March 26, 2023, Colombo: The State need not engage in business as its mandate is to provide services such as education and maintain law and order, President Ranil Wickremesinghe said Thursday, defending plans to divest government-held shares of seven state-owned enterprises (SOEs).
At a discussion at the presidential secretariat on Thursday morning, Wickremesinghe responding to a question about the decision, said that Sri Lanka must no longer hold on to corporations and enterprises owned by the government.
He said Sri Lanka had spent more on the state-run Ceylon Electricity Board (CEB) and the Ceylon Petroleum Corporation (CPC) than education. The following seven SOEs will undergo the divestment of state-held shares: Sri Lankan Airlines Ltd, including Sri Lankan Catering Ltd, Sri Lanka Telecom PLC, Sri Lanka Insurance Corporation Ltd,
Canwill Holdings Pvt. Ltd. (Grand Hyatt Hotel), Hotel Developers Lanka Ltd. (Hilton Hotel Colombo), Litro Gas Lanka Ltd., including Litro Gas Terminals (Pvt) Ltd., (LPG retailing), and Lanka Hospital Corporation PLC. A statement said the State-Owned Enterprises Restructuring Unit of the Ministry of Finance, Economic Stabilisation and National Policies would oversee the process.

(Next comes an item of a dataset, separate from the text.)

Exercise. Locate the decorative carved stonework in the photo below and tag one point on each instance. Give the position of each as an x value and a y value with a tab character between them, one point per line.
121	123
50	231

“Not all of them are loss-making. But we do have to repay debt. You can’t keep these and pay back loans. “If we can’t pay off our loans, we might have to sell something in the house and pay it,” said Wickremesinghe.

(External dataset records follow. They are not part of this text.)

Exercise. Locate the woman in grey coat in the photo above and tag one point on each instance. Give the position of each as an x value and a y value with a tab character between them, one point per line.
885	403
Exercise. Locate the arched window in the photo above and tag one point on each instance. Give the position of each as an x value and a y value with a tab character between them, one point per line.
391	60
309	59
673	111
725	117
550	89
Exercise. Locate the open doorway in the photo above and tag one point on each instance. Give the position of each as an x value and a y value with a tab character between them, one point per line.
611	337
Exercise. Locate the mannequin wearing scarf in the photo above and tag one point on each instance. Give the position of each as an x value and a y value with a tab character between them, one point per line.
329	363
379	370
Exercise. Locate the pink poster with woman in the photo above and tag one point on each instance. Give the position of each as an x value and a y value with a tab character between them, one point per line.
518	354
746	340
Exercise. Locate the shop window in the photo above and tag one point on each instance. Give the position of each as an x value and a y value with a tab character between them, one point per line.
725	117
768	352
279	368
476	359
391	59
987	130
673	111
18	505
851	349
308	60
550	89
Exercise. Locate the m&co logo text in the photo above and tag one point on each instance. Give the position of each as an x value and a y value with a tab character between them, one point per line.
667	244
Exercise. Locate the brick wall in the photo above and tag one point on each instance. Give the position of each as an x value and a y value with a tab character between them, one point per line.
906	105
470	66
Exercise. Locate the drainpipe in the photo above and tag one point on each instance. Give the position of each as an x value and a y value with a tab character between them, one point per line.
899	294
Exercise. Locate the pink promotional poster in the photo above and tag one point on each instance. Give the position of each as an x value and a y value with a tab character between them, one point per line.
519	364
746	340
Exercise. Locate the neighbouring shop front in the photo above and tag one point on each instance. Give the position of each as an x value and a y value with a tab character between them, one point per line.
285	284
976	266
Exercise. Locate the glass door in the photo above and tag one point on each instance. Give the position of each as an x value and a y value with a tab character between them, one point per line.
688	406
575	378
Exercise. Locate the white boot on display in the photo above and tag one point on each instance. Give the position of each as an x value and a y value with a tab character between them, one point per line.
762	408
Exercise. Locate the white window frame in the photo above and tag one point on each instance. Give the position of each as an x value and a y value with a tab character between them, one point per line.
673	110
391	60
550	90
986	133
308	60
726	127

Asked why Sri Lanka should sell SOEs that aren’t making losses, he responded: “Why is the state engaged in business? That’s not our mandate. The state has no business engaging in business.”
“In what country is there a law that these (businesses) should be (held by the state)?” he added. Noting that the crisis-hit nation is trying to embark on a path of recovery and rapid development, the president said Sri Lanka must follow India’s example.
“India is selling their airports, profit-making ones. India has come to that stage. We have to go there too.”